Adalet ve Kalkınma Partisi (AK Parti) İzmir İl Teşkilatı'nın düzenlediği yemekte konuşan Başbakan Recep Tayip Erdoğan, Türkiye'nin Lübnan'a gönderilmesini eleştirenlere sert çıktı. Erdoğan, "Afganistan'a giderken terör yok muydu? Kosova'ya giderken, Bosna Hersek'e giderken yok muydu? Yine vardı. Silahlı Kuvvetlerimiz'in gücü bir mevzi güç değildir. Şu anda özellikle NATO içerisinde ABD'den sonra ikinci büyük güç Türk Silahlı Kuvvetleri'dir. O tür bir yaklaşım Silahlı Kuvvetlerimiz'i küçümsemek demektir" dedi. 

Başbakan Erdoğan, partisinin İzmir İl Başkanlığı'nın Balçova Prenses Otel'de verdiği yemekte yaptığı konuşmada, Avrupa Birliği içinde Türkiye ile ilgili yapılan tartışmaların, ülkenin büyüklüğünden ve zenginliğinden kaynaklandığını söyledi. Türkiye'nin günün BM teşkilatı içinde her geçen yük yükseldiğini belirten Başbakan Erdoğan, komşularımız başta olmak üzere Ortadoğu'daki bütün itilaflı devletlerle iletişim kanalı açık tek ülkenin Türkiye olduğunu söyledi. 

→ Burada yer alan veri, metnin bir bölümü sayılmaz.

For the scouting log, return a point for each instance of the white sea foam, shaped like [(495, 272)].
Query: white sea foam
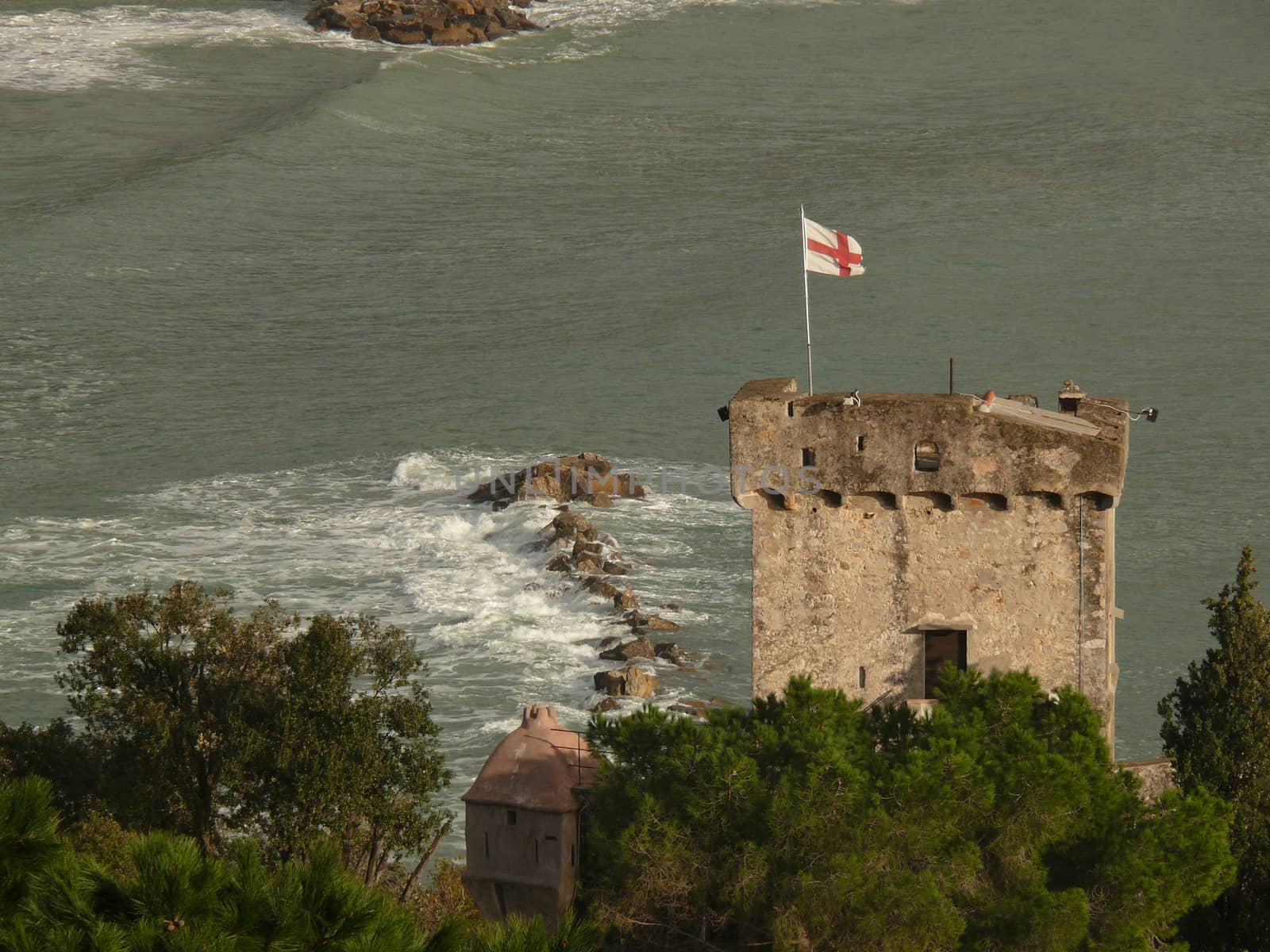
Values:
[(64, 50), (389, 537)]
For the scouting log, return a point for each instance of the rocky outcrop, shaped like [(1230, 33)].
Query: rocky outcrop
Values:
[(592, 560), (629, 651), (433, 22), (626, 682), (586, 478)]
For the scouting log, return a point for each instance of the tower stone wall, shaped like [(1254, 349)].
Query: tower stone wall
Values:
[(895, 531)]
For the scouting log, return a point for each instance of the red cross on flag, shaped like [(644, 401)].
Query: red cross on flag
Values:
[(831, 251)]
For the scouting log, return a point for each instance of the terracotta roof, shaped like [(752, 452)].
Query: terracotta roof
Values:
[(537, 767)]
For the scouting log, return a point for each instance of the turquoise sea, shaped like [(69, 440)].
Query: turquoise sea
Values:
[(264, 292)]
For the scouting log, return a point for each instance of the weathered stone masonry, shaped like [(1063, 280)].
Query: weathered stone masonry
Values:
[(899, 531)]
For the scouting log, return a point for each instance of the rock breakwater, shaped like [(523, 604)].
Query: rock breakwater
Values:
[(594, 562), (433, 22)]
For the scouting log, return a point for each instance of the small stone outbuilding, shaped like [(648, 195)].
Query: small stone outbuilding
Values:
[(524, 837)]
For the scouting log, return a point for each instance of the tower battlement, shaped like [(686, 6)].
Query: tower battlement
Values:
[(899, 532)]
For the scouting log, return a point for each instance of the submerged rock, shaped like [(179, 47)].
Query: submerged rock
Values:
[(626, 682), (433, 22), (629, 651)]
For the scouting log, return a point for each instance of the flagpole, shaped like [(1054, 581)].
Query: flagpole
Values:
[(806, 302)]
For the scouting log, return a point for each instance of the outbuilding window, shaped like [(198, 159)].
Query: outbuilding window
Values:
[(926, 457)]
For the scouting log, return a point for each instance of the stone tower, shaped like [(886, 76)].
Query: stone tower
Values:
[(899, 532)]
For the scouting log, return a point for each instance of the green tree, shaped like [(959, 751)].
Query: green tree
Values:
[(1217, 727), (171, 896), (810, 823), (206, 724)]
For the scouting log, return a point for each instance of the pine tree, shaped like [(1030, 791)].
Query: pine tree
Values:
[(997, 823), (1217, 727)]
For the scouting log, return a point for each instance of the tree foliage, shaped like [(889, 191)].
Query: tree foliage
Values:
[(1217, 727), (997, 823), (168, 895), (207, 724), (171, 896)]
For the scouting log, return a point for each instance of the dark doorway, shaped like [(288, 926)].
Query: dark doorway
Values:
[(943, 647)]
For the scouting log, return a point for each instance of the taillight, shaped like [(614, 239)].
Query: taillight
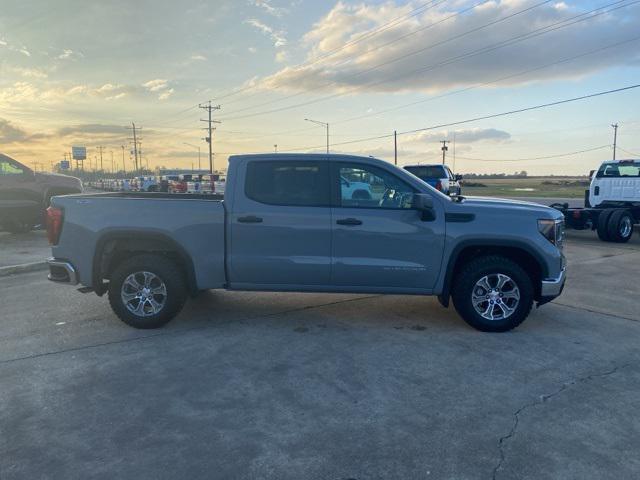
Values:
[(54, 224)]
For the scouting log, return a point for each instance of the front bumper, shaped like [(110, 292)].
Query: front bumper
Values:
[(551, 288), (61, 271)]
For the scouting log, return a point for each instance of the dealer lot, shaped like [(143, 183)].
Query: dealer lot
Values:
[(256, 385)]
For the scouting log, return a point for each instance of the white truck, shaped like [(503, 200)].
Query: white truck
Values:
[(612, 203)]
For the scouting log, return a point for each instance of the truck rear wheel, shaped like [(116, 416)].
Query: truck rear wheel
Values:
[(493, 294), (620, 226), (147, 291), (603, 224)]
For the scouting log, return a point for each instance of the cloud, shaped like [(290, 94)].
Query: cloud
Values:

4 yıl öncesine kadar Türkiye'nin hiçbir komşusuyla iyi ilişkiler içerisinde olmadığını belirten Başbakan Erdoğan, "4 yıl önce ne Doğu'da ne Güney'de ne Batı'da komşularımızın hangisiyle barıştık? Irak, İran, Bulgaristan, Rusya ile mi barıştık? Hiçbiriyle dostluk yoktu. Ama şimdi durum böyle mi? Şimdi durum çok farklı. Biz gidiyoruz onlar geliyor, ticaret hacmimize bakın, nereden nereye. 36 milyar dolar ihracat hacmimiz şimdi 80 milyar doları zorluyoruz. Bunun ağırlığı komşu dost ülkelerle" dedi. 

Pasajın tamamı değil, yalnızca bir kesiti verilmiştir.